Most clinically relevant targets are membrane-bound proteins which are hard to express in recombinant systems and quickly lose their native conformations when expressed in a soluble form. In these cases, immunization can be best achieved using DNA to stimulate the in situ production of the target antigen. This strategy ensures the antigen keeps its native conformation and that the antibodies produced in vivo target only the epitopes which are exposed on the protein’s surface.
However, most projects focused on diagnostic or therapeutic antibody development generate the best results when recombinantly expressed proteins or synthetic peptides are used as immunogens. In some cases, the diagnostic application may be carried out in denaturing conditions demanding the use of antibodies tailored to recognize linear epitopes (peptides). In other cases, the target protein is soluble and easy to express in vitro making it the best immunogen to trigger antibody production in the host.
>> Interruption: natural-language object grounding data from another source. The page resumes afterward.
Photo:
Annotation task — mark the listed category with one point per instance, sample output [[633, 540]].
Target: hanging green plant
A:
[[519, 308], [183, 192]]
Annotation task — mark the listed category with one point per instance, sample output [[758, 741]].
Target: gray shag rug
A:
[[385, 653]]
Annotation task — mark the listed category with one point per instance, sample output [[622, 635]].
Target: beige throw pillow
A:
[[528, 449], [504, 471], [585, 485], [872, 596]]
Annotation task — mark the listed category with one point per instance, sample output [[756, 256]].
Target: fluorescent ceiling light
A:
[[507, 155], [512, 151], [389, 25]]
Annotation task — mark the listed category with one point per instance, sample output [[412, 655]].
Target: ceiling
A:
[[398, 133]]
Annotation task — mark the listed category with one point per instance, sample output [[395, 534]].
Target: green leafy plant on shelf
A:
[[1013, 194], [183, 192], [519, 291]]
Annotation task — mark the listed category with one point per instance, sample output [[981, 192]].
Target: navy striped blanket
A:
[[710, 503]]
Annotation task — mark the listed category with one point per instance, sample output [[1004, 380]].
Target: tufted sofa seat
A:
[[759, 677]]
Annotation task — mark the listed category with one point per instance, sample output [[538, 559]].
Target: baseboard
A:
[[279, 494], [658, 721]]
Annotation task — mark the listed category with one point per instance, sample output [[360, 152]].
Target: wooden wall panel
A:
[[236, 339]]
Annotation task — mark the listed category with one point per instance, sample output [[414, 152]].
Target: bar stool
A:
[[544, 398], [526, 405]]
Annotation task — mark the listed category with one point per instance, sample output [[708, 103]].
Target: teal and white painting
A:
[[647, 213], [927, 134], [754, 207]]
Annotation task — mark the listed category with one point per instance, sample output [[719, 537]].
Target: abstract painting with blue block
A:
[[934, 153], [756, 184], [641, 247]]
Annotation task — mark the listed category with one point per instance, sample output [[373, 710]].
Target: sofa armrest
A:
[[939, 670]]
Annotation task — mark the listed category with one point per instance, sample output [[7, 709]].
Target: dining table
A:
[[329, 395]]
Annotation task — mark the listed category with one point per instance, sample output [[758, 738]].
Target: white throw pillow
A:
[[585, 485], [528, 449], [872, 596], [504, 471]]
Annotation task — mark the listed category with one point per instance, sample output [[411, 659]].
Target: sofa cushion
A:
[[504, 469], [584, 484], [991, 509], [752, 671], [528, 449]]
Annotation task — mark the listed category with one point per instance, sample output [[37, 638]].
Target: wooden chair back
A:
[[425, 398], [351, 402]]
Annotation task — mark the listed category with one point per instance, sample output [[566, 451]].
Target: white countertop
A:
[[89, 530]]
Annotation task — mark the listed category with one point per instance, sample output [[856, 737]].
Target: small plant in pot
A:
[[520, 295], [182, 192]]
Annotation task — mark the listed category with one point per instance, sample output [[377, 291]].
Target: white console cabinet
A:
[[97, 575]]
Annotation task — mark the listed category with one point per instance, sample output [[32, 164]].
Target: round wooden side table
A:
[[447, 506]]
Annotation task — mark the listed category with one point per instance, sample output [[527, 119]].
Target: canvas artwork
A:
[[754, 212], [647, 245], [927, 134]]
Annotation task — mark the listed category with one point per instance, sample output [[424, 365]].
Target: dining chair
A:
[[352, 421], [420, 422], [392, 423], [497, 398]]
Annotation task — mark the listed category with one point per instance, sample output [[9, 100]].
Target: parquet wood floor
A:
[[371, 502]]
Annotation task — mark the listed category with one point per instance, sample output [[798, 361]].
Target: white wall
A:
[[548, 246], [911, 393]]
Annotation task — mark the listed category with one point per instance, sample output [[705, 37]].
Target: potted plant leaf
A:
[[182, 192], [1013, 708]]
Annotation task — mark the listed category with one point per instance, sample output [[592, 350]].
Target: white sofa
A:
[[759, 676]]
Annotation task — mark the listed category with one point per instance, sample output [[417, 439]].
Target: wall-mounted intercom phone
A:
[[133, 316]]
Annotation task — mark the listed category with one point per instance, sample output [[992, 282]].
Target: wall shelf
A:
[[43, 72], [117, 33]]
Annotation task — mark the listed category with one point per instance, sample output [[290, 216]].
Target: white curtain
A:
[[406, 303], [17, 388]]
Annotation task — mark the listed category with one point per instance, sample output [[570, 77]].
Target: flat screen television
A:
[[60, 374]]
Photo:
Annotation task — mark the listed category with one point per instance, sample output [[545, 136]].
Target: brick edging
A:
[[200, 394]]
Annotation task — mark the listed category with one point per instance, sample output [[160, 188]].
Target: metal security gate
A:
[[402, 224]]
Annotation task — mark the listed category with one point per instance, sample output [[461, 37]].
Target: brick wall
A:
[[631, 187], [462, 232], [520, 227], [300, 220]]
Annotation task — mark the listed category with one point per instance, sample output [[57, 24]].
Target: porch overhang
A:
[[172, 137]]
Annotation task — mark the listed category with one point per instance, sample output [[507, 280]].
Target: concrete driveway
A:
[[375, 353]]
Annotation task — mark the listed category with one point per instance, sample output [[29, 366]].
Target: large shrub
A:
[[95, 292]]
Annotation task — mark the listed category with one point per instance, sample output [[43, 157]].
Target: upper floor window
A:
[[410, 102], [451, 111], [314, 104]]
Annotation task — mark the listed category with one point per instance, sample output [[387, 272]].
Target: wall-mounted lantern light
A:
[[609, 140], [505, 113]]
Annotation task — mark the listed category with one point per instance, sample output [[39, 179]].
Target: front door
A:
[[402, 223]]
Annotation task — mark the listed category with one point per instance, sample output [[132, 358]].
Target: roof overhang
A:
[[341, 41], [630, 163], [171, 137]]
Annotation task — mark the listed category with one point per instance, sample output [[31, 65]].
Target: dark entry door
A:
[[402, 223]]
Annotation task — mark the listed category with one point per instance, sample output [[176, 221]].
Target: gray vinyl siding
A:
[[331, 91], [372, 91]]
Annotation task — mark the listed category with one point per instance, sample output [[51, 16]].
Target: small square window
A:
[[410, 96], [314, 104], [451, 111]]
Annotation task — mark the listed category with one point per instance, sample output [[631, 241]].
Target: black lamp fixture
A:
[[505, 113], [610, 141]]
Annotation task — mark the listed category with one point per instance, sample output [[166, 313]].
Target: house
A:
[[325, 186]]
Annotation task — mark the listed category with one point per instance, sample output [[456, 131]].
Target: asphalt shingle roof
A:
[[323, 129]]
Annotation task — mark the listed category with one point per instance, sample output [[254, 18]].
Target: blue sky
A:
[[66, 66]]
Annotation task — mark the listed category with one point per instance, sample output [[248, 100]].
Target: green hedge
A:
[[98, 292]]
Alternative uses for hybridoma-generated monoclonal antibodies
Although most antibodies target conventional antigens such as proteins or peptides, some applications require the recognition of non-conventional and often synthetic targets. These antibodies are collectively called small molecule antibodies or anti-hapten antibodies.
They can bind, with high affinity, a wide range of compounds like pesticides, antibiotics, toxins, lipids, etc. This specificity makes them extremely useful for a variety of applications including food and environmental monitoring technologies, invaluable to quickly detect pollution hotspots or contaminated food sources that endanger human health.
From a therapeutic point-of-view, small molecule antibodies serve either to deliver drugs to specific tissues or cell types (i.e. in bispecific conformations) or prolong the half-life of small drugs in patients’ plasma thus improving their therapeutic efficacy.